Jonathan: But they are approachable. They aren’t superhuman. They are not models in love.
Valerie: There is a certain lack of vanity in it.
This movie deals a lot with the issue of control and control in a relationship. When you two are directing a film together do you ever butt heads at all, and who is the most controlling person in your relationship?
Jonathan: Valerie! Absolutely!
Valerie: I am! [laughs] I mean it’s a funny thing though. I definitely have control issues but Jonathan seems to get what he wants plenty. You [talking to Jonathan] have a way of silently manipulating things to get what you want and I’m probably more vocal about it and put up more of a fight or something. On set we’ve done so much prep work and we’ve argued about things so we’ve kind of already hammered out that stuff beforehand so on the set there’s so much else that you have to deal with that we hardly ever fight. We’re both just kind of chasing after what we’ve agreed upon. As new issues or problems come up we are pretty good at solving them together. We’ve made a life of solving problems together.
Jonathan: When you raise kids together you can do anything.
Valerie: These problems are so much easier than real life problems we’ve been dealt. I think for the most part we have a pretty good balance in our relationship of control. I don’t feel like we’re working out our issues in this movie so much but we were interested in how much control we have even just as human beings to feel like we are in control of this universe even though we are so not. That’s just a basic instinct we have to control. It enters into our work because we try to control something so that it will be successful and not fail so we’re going to control it to the point of killing it or making it flat and it goes the same for a relationship. So that was interesting to us how control works in both your creative life and your love life.
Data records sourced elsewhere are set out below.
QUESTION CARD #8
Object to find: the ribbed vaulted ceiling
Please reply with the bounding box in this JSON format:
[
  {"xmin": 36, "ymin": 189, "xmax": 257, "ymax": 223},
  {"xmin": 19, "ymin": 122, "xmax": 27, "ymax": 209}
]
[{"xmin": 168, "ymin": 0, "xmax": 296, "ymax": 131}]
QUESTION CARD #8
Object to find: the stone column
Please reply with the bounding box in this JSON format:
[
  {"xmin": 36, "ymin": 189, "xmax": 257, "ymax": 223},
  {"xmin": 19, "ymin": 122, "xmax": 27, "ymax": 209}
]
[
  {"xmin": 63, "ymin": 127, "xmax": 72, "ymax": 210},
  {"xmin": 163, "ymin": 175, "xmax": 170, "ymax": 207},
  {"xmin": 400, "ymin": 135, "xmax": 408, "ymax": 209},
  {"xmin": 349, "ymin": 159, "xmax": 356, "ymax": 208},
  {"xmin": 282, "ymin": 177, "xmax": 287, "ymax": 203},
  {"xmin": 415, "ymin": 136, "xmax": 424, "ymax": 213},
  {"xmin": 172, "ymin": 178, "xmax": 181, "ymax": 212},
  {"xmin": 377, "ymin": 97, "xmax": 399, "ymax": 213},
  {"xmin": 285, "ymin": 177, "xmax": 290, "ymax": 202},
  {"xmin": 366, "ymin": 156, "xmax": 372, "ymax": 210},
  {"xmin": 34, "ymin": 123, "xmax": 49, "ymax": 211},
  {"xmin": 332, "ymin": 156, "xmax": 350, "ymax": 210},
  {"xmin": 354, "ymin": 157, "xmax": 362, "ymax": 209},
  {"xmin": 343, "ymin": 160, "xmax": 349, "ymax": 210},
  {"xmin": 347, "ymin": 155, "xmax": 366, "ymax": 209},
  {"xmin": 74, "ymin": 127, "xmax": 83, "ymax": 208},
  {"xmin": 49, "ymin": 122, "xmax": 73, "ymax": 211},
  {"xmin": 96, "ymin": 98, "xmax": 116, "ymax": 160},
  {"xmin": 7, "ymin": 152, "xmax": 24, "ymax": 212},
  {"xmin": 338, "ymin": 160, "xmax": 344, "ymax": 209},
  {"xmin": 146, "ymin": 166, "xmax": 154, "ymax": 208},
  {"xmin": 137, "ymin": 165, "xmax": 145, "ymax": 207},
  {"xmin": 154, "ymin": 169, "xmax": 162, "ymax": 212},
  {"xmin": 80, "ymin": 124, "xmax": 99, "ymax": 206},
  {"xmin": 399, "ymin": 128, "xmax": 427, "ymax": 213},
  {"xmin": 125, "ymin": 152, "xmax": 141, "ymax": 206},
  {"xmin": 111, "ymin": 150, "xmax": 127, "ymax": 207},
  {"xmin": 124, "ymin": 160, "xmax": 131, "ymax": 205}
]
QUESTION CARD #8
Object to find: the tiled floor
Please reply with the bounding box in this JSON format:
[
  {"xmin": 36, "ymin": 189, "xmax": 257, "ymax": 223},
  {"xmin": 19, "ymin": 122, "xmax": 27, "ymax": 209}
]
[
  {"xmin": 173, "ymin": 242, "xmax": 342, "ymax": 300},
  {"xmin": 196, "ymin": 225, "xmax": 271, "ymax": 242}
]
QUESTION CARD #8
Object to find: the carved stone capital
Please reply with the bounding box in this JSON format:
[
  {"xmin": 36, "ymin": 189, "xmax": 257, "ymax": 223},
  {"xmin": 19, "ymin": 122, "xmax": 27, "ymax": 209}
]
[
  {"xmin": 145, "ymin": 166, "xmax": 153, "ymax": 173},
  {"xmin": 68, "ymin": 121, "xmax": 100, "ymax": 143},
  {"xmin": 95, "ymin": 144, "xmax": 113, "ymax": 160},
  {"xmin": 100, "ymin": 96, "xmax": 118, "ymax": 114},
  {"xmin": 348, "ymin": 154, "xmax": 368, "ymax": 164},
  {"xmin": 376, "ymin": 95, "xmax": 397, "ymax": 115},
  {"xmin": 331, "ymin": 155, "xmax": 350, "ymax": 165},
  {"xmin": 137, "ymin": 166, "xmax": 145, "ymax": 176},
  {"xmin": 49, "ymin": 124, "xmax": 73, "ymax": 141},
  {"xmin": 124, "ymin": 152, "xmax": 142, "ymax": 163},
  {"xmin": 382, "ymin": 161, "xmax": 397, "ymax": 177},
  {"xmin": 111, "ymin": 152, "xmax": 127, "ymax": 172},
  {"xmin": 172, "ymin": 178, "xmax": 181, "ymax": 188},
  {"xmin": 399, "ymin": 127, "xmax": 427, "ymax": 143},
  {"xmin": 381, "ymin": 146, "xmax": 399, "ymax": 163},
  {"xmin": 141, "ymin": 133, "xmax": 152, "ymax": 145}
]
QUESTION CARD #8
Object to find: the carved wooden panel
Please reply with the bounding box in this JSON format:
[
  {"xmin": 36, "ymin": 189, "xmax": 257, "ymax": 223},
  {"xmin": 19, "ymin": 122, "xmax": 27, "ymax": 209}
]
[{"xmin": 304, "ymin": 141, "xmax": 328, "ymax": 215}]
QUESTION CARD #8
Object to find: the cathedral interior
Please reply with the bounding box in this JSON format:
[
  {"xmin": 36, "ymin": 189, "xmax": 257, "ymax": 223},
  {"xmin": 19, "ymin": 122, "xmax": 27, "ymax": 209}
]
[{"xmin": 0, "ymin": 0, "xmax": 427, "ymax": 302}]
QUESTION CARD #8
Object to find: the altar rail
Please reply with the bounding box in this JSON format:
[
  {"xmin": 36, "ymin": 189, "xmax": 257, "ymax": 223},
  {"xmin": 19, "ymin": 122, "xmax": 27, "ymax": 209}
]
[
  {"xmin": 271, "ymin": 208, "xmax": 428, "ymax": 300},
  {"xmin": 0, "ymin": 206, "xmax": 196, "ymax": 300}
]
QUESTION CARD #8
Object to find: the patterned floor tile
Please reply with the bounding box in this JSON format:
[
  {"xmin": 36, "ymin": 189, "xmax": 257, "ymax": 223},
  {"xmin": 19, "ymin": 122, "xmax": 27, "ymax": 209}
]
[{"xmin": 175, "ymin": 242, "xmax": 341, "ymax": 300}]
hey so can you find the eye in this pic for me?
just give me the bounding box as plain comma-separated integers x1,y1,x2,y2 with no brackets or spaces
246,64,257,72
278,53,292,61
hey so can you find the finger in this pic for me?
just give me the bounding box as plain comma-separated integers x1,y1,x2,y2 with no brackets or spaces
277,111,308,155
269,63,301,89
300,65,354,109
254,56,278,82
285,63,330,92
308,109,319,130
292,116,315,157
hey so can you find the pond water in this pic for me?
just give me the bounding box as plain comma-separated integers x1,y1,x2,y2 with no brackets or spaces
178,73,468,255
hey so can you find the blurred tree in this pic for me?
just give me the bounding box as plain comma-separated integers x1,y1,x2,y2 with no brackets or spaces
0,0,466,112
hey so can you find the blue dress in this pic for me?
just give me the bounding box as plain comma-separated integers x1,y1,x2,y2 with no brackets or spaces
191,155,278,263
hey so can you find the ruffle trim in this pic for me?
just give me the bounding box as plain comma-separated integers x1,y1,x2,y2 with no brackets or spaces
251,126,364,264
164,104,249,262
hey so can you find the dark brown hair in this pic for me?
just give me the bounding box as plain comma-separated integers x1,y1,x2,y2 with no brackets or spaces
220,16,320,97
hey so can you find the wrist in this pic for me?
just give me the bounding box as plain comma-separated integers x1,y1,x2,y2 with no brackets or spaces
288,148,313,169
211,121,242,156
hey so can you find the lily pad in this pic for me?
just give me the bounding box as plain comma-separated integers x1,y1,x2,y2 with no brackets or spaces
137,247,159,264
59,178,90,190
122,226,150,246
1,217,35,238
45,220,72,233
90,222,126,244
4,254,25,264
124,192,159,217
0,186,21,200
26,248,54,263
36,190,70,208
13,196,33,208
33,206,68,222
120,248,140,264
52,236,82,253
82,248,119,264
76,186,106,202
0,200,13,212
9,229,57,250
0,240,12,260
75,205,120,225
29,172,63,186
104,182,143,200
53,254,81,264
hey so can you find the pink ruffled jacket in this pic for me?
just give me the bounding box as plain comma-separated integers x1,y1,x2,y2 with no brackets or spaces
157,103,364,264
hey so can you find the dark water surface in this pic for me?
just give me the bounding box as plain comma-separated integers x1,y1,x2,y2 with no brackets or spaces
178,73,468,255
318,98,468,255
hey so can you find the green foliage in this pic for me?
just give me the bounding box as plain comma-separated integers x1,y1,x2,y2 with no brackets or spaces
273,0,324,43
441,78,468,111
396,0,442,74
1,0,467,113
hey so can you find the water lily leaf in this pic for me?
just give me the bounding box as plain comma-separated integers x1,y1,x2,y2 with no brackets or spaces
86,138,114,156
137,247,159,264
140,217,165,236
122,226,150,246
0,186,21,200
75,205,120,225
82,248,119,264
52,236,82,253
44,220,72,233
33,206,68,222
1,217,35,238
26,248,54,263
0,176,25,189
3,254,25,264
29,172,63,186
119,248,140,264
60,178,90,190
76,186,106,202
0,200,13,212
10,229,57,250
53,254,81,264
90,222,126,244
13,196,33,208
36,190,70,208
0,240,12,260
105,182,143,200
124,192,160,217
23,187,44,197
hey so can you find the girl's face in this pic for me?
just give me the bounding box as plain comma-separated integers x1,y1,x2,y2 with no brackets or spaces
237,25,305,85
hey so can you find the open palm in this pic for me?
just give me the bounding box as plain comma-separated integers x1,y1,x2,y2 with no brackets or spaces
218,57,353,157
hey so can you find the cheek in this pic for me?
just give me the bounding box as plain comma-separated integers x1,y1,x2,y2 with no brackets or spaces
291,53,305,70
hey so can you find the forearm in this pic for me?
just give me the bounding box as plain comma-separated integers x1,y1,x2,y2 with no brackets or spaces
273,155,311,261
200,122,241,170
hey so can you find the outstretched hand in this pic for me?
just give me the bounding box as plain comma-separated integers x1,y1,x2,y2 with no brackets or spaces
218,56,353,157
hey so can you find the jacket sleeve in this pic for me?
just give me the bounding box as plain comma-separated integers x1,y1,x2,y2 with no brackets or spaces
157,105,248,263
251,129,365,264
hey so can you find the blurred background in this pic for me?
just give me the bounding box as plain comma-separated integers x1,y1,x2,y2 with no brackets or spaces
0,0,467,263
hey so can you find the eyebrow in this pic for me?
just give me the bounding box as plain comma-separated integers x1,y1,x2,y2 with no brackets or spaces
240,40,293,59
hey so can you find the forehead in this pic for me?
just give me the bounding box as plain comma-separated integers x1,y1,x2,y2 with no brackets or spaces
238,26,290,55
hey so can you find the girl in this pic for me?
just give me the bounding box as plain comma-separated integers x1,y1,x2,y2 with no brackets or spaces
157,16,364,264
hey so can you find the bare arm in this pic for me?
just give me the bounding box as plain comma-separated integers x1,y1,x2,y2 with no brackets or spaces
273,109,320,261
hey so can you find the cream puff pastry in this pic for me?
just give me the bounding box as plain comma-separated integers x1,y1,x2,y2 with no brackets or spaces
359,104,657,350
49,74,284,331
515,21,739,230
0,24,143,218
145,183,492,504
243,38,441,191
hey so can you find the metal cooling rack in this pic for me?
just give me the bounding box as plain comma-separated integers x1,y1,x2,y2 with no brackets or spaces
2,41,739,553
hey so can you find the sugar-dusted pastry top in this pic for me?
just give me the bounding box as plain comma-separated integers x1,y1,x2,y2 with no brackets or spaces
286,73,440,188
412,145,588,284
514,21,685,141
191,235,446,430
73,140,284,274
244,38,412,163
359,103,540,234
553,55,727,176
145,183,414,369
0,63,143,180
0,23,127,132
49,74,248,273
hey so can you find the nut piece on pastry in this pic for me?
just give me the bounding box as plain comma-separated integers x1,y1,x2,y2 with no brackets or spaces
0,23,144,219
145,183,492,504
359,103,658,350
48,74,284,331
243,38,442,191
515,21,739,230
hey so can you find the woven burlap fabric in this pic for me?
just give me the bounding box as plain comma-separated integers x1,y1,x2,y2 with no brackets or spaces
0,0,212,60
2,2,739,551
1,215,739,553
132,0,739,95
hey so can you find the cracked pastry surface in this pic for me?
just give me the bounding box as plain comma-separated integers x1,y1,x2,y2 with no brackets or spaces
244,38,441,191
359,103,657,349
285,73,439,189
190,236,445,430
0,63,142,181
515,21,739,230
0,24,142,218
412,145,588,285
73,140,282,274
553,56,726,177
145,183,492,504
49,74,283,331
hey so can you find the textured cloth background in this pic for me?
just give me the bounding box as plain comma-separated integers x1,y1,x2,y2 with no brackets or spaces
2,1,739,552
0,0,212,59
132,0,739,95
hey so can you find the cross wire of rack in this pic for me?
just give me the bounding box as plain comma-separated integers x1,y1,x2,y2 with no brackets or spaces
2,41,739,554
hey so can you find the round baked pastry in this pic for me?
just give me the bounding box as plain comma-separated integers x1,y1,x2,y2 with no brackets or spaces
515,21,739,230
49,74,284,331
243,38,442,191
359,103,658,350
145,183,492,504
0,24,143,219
Jonathan: I do have to say it was fun rehearsing the film, Valerie and I would act out the scenes together ourselves and it was fun being able to, for a moment, control Val.
Lastly, you two directed some of my favorite Mr Show with Bob and David episodes. What was your favorite Mr. Show sketch?
Jonathan: We are still friends with Bob and we se David once in a while. The level of comedic chops in that room was daunting.
Valerie: [laughing] Now all the episodes are flooding into my head. Okay, I love the band…
Jonathan: The Wicked Scepter!
Valerie: …and they’re in the hot tub and the record company execs are showing them their “gay party tape” and they’re like what are you talking about we’re not gay and then they show them the tape and they’re like ‘oh yah, we’re just partying.’
Jonathan: Because that was the merging of our comedy experience and our music video experience.
Valerie: It was so fun shooting the party and the way that was shot was really fun. I also love the post-prison rehabilitation program for rapists. The guy walks out of his house with a sandwich board that says, ‘I’m a Rapist’.
Jonathan: And he has to announce to everyone that he’s a rapist.
Valerie: ‘Larry Kleist is my name and insurance is my game, well raping was another game of mine but…’ And do you remember the jazz singer. They’re just all so ridiculous and hilarious. I’d love to do something again with Bob. We’re hoping there might be a part for him in the pilot that we’re shooting but he’s been so happy. He says he loves doing Breaking Bad because he loves working and acting in someone else’s work. He’s great!
Jonathan: He’s actually a director at our commercial production company so if you go on our website there’s some stuff up there that he’s done.
Ruby Sparks opens in theaters today, Wednesday, July 25th!